Fiscal leeway leads to handouts

Fiscal leeway leads to handouts

Finance Minister Euclid Tsakalotos on Thursday said he is planning to meet with Prime Minister Alexis Tsipras on Saturday to decide on the handouts the government will be announcing next week, in an effort to capitalize on the primary surplus overrun projected for this year, according to figures forwarded to the European Commission.

The midterm fiscal plan Athens has submitted to Brussels provides for a fiscal leeway of 0.6 percent of gross domestic product this year and between 0.4 and 1.1 percent in the next three years, allowing the government to announce handouts of 1 billion euros for this year, rising to almost 2 billion per year by 2022.

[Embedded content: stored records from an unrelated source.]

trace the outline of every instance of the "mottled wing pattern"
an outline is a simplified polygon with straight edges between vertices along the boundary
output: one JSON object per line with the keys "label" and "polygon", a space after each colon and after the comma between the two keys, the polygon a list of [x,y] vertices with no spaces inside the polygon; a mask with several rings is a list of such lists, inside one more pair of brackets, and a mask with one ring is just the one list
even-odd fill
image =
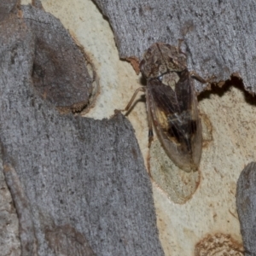
{"label": "mottled wing pattern", "polygon": [[175,86],[148,81],[148,99],[157,135],[169,157],[183,170],[196,169],[201,158],[201,125],[193,81],[188,73]]}

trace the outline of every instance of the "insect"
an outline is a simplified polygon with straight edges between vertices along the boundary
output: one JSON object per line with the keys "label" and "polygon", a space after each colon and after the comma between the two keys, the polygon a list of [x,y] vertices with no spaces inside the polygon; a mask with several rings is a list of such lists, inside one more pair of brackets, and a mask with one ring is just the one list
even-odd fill
{"label": "insect", "polygon": [[196,171],[202,148],[201,123],[192,77],[207,83],[195,72],[189,72],[187,56],[177,47],[155,43],[144,53],[140,70],[147,86],[138,88],[124,111],[128,111],[137,94],[144,91],[148,119],[149,145],[153,123],[169,158],[186,172]]}

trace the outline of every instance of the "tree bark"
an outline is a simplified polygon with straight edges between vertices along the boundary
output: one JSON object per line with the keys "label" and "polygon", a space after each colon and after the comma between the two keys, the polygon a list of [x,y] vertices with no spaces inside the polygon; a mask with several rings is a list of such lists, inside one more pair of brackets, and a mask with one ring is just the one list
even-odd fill
{"label": "tree bark", "polygon": [[7,13],[0,33],[2,166],[21,254],[163,255],[129,121],[55,108],[90,104],[96,85],[84,53],[57,19],[31,6]]}

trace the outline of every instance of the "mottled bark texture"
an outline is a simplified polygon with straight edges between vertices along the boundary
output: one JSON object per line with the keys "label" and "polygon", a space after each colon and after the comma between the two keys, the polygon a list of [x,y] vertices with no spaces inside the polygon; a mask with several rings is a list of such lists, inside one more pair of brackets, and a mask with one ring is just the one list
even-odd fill
{"label": "mottled bark texture", "polygon": [[[95,0],[113,27],[121,58],[141,59],[153,43],[183,38],[189,69],[225,81],[240,76],[256,91],[256,3],[247,1]],[[196,88],[202,91],[205,85]]]}
{"label": "mottled bark texture", "polygon": [[163,255],[129,121],[55,109],[87,105],[95,83],[60,21],[8,9],[0,38],[1,165],[22,255]]}
{"label": "mottled bark texture", "polygon": [[236,207],[245,255],[256,255],[256,162],[248,164],[239,177]]}

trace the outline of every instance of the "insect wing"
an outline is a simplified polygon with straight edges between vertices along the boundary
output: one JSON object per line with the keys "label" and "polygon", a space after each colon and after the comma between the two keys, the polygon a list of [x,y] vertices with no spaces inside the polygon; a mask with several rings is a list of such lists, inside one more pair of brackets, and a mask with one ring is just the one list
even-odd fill
{"label": "insect wing", "polygon": [[148,80],[147,87],[148,109],[166,154],[183,170],[197,169],[201,153],[201,124],[189,73],[181,76],[175,91],[158,79]]}

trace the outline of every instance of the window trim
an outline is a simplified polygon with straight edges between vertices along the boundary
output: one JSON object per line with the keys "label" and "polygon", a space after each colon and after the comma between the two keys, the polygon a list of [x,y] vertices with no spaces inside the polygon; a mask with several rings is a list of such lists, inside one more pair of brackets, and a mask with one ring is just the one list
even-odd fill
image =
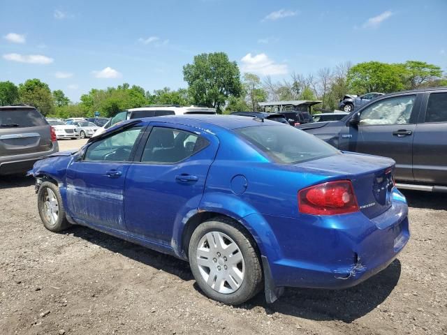
{"label": "window trim", "polygon": [[[205,145],[205,147],[203,147],[202,149],[200,149],[200,150],[194,152],[193,154],[189,155],[187,157],[185,157],[184,158],[182,159],[181,161],[179,161],[177,162],[173,162],[173,163],[161,163],[161,162],[142,162],[141,160],[142,159],[142,154],[145,151],[145,148],[146,147],[146,145],[147,145],[147,141],[149,140],[149,137],[150,136],[151,133],[152,132],[152,130],[154,128],[167,128],[168,129],[173,129],[173,130],[176,130],[176,131],[184,131],[186,133],[190,133],[192,135],[195,135],[198,137],[202,137],[203,138],[204,138],[207,144],[207,145]],[[210,140],[208,140],[207,138],[206,138],[205,136],[202,135],[201,134],[196,134],[191,131],[188,131],[186,129],[182,129],[179,128],[175,128],[175,127],[170,127],[168,126],[154,126],[154,125],[151,125],[151,126],[148,126],[147,128],[146,129],[146,133],[147,133],[147,135],[145,136],[144,138],[142,138],[140,141],[140,143],[141,144],[141,145],[139,146],[139,149],[137,150],[137,153],[134,157],[134,160],[133,160],[133,163],[135,164],[139,164],[139,165],[174,165],[175,164],[179,164],[180,163],[184,162],[184,161],[186,161],[188,159],[189,159],[191,157],[193,157],[193,156],[196,156],[197,154],[198,154],[199,152],[202,151],[203,150],[204,150],[205,149],[207,148],[208,147],[210,147],[211,145],[211,141]]]}
{"label": "window trim", "polygon": [[135,127],[140,126],[141,131],[138,134],[138,136],[137,137],[136,140],[135,140],[135,142],[133,143],[133,146],[132,147],[132,149],[131,150],[131,154],[129,156],[128,161],[86,161],[85,155],[87,154],[87,151],[89,150],[89,148],[92,145],[93,143],[96,143],[96,142],[99,142],[100,140],[107,140],[108,138],[115,135],[120,134],[121,133],[126,131],[128,129],[132,128],[133,127],[123,127],[121,129],[122,131],[112,132],[112,133],[111,133],[109,136],[105,136],[103,137],[101,137],[101,139],[99,139],[98,140],[91,142],[84,150],[84,152],[82,153],[82,157],[79,161],[79,162],[80,163],[81,162],[82,163],[129,163],[129,164],[131,163],[133,163],[135,157],[135,154],[137,153],[138,149],[140,147],[140,143],[141,142],[141,139],[142,138],[143,135],[146,133],[146,131],[148,126],[145,124],[142,124],[140,126],[139,126],[138,124],[132,124]]}
{"label": "window trim", "polygon": [[383,101],[384,100],[388,100],[388,99],[393,99],[395,98],[402,98],[404,96],[414,96],[414,103],[413,104],[413,108],[411,109],[411,112],[410,114],[410,118],[409,119],[409,121],[406,124],[358,124],[357,125],[357,126],[358,127],[358,128],[360,129],[360,127],[376,127],[376,126],[406,126],[406,125],[409,125],[409,124],[415,124],[417,123],[417,119],[418,117],[418,114],[419,114],[419,111],[418,110],[418,108],[420,108],[420,94],[418,94],[417,92],[411,92],[406,94],[396,94],[395,96],[386,96],[383,98],[376,98],[375,99],[372,99],[369,100],[369,102],[368,103],[367,103],[366,105],[364,105],[363,106],[362,106],[362,108],[360,110],[358,110],[357,112],[356,112],[354,110],[354,112],[350,115],[350,117],[349,117],[348,121],[347,121],[347,125],[349,124],[349,121],[351,120],[352,116],[356,114],[356,113],[360,113],[360,120],[361,120],[361,117],[362,117],[362,113],[367,110],[367,108],[369,108],[369,107],[372,106],[374,104],[376,103],[380,103],[381,101]]}
{"label": "window trim", "polygon": [[447,91],[445,89],[440,89],[439,91],[430,91],[428,92],[425,92],[424,94],[423,101],[422,101],[422,112],[420,112],[420,115],[419,119],[416,122],[417,124],[446,124],[447,121],[437,121],[437,122],[425,122],[425,117],[427,117],[427,109],[428,108],[428,100],[432,94],[438,94],[440,93],[444,93],[444,94],[447,94]]}

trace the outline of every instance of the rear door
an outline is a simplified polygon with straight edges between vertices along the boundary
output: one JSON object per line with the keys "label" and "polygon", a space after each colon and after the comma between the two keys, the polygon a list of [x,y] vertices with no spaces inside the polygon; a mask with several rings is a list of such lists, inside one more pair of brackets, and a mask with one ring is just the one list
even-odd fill
{"label": "rear door", "polygon": [[35,108],[0,108],[0,156],[51,150],[51,127]]}
{"label": "rear door", "polygon": [[447,91],[427,93],[422,110],[413,144],[414,179],[446,185]]}
{"label": "rear door", "polygon": [[135,125],[91,143],[66,172],[69,213],[84,223],[124,230],[124,189],[145,126]]}
{"label": "rear door", "polygon": [[126,224],[137,236],[170,246],[176,219],[198,207],[219,141],[202,129],[151,125],[126,177]]}
{"label": "rear door", "polygon": [[396,179],[413,180],[413,139],[420,100],[416,94],[392,96],[360,110],[358,126],[349,127],[349,150],[396,161]]}

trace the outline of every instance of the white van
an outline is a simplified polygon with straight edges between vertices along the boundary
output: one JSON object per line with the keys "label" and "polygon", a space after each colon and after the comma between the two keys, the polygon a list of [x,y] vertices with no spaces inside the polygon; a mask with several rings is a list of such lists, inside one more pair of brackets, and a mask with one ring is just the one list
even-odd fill
{"label": "white van", "polygon": [[215,108],[206,107],[181,107],[179,105],[151,105],[147,107],[131,108],[117,114],[103,126],[98,129],[93,137],[98,136],[112,126],[131,119],[142,117],[163,117],[165,115],[184,115],[185,114],[217,114]]}

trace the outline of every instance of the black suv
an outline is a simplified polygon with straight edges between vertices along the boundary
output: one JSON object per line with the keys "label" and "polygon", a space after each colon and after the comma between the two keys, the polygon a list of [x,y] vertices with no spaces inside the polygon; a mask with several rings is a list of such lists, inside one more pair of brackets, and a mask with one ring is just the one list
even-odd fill
{"label": "black suv", "polygon": [[0,174],[26,172],[57,151],[56,132],[36,108],[0,107]]}
{"label": "black suv", "polygon": [[447,192],[447,87],[386,94],[341,121],[297,128],[341,150],[394,159],[400,188]]}

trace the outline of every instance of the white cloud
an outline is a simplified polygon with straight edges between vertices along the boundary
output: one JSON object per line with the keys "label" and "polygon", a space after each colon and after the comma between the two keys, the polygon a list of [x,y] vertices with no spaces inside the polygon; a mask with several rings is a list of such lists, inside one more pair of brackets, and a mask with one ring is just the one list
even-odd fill
{"label": "white cloud", "polygon": [[25,36],[20,34],[9,33],[3,36],[5,39],[13,43],[24,43],[26,42]]}
{"label": "white cloud", "polygon": [[59,9],[55,9],[53,12],[53,16],[55,19],[57,20],[64,20],[66,19],[68,15],[66,13],[63,12],[62,10],[59,10]]}
{"label": "white cloud", "polygon": [[280,9],[279,10],[277,10],[275,12],[272,12],[264,19],[263,21],[274,21],[279,19],[284,19],[284,17],[289,17],[291,16],[295,16],[298,14],[298,10],[290,10],[286,9]]}
{"label": "white cloud", "polygon": [[57,71],[54,73],[54,77],[59,79],[66,79],[73,77],[73,73],[70,72]]}
{"label": "white cloud", "polygon": [[6,54],[3,55],[3,58],[7,61],[29,63],[30,64],[50,64],[54,61],[52,58],[47,57],[42,54]]}
{"label": "white cloud", "polygon": [[288,72],[286,64],[279,64],[268,58],[265,54],[252,55],[247,54],[240,60],[242,72],[261,75],[285,75]]}
{"label": "white cloud", "polygon": [[91,73],[93,73],[96,78],[113,79],[122,77],[122,75],[119,72],[110,66],[103,68],[101,71],[91,71]]}
{"label": "white cloud", "polygon": [[142,44],[150,44],[152,42],[156,42],[159,40],[160,40],[160,38],[158,36],[150,36],[150,37],[148,37],[147,38],[143,38],[140,37],[140,38],[138,38],[138,42]]}
{"label": "white cloud", "polygon": [[381,23],[387,19],[389,19],[393,15],[391,10],[386,10],[381,14],[374,17],[369,17],[362,27],[363,28],[377,28]]}

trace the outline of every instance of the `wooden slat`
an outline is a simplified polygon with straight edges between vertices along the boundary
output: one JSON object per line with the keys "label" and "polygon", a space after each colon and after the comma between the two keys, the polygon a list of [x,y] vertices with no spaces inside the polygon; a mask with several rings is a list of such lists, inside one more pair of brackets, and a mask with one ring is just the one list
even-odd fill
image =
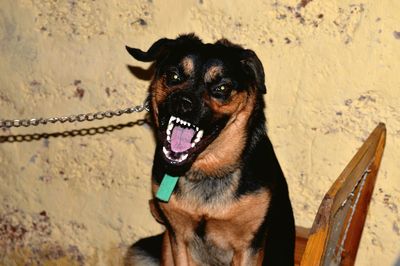
{"label": "wooden slat", "polygon": [[301,258],[303,257],[304,250],[306,249],[309,234],[309,228],[296,226],[296,244],[294,250],[294,264],[296,266],[300,265]]}
{"label": "wooden slat", "polygon": [[[359,185],[361,178],[369,167],[371,172],[366,176],[365,188],[361,191],[356,211],[351,215],[353,219],[349,219],[350,214],[348,213],[345,215],[345,220],[342,221],[343,228],[340,238],[347,238],[344,242],[345,252],[341,254],[342,263],[346,264],[341,265],[352,265],[354,263],[365,222],[366,211],[371,200],[376,174],[385,146],[385,139],[386,128],[383,123],[380,123],[329,189],[321,202],[314,220],[300,265],[323,264],[327,253],[328,240],[333,233],[333,216],[340,210],[343,202],[349,199],[350,193],[357,192],[357,185]],[[351,222],[348,230],[350,233],[344,234],[343,230],[348,222]],[[340,239],[340,241],[342,240]]]}

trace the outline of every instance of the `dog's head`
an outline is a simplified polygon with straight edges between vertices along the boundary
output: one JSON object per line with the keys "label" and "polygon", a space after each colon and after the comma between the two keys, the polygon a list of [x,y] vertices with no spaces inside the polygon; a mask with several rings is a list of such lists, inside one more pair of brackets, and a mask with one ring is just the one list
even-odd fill
{"label": "dog's head", "polygon": [[218,159],[234,163],[254,105],[266,92],[256,54],[225,39],[205,44],[194,35],[160,39],[147,52],[127,50],[155,64],[150,100],[163,160],[177,169],[193,163],[209,168]]}

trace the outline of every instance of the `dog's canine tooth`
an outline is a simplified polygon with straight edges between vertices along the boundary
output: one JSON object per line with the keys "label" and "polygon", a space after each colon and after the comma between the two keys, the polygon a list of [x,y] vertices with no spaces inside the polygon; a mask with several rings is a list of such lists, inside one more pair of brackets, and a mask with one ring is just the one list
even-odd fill
{"label": "dog's canine tooth", "polygon": [[164,152],[164,154],[165,154],[166,156],[169,155],[169,151],[168,151],[167,148],[165,148],[165,147],[163,147],[163,152]]}
{"label": "dog's canine tooth", "polygon": [[201,139],[203,137],[203,134],[204,134],[203,130],[200,130],[199,132],[197,132],[196,139]]}
{"label": "dog's canine tooth", "polygon": [[189,154],[187,154],[187,153],[186,153],[185,155],[183,155],[183,156],[181,157],[181,161],[186,160],[188,156],[189,156]]}

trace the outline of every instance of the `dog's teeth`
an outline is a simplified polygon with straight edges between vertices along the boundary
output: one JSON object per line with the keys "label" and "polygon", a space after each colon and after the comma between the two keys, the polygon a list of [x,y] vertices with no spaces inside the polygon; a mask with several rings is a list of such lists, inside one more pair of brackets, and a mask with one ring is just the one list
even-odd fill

In total, over those four years, the excess revenues for the state are projected to reach 5.5 billion euros.

The plan, named “Stability Program,” provides for a primary surplus of 4.1 percent of GDP – against a requirement by the creditors for 3.5 percent – slipping to 3.9 percent in 2020, before it climbs back to 4.1 percent in 2021 and 4.6 percent in 2022.

These planned overruns are allowing the government to prepare a handout spree that, Tsakalotos said during a visit to the northwestern city of Ioannina, will be one of the subjects discussed with Tsipras on Saturday.

The minister said the government has “almost decided” on the fiscal leeway available, leaving the specific measures for easing the burden on taxpayers to be specified, once needs have been prioritized.

Tsakalotos hinted at the government’s planned generosity in his response to a question about the recovery of the market. “And you haven’t even seen what we are about to announce,” he said.

It remains unclear to what extent the planned handouts have the approval of creditors, whose mission chiefs are arriving in Athens on Monday for three days, as part of the third post-bailout assessment.

In the fiscal plan tabled, the government does not reveal its intentions on the use of the fiscal space created by the surplus overrun, nor does it refer to the issue of the reduced tax-free threshold that is supposed to apply as of January 2020.

Tsakalotos said this will be presented “when the time is right.”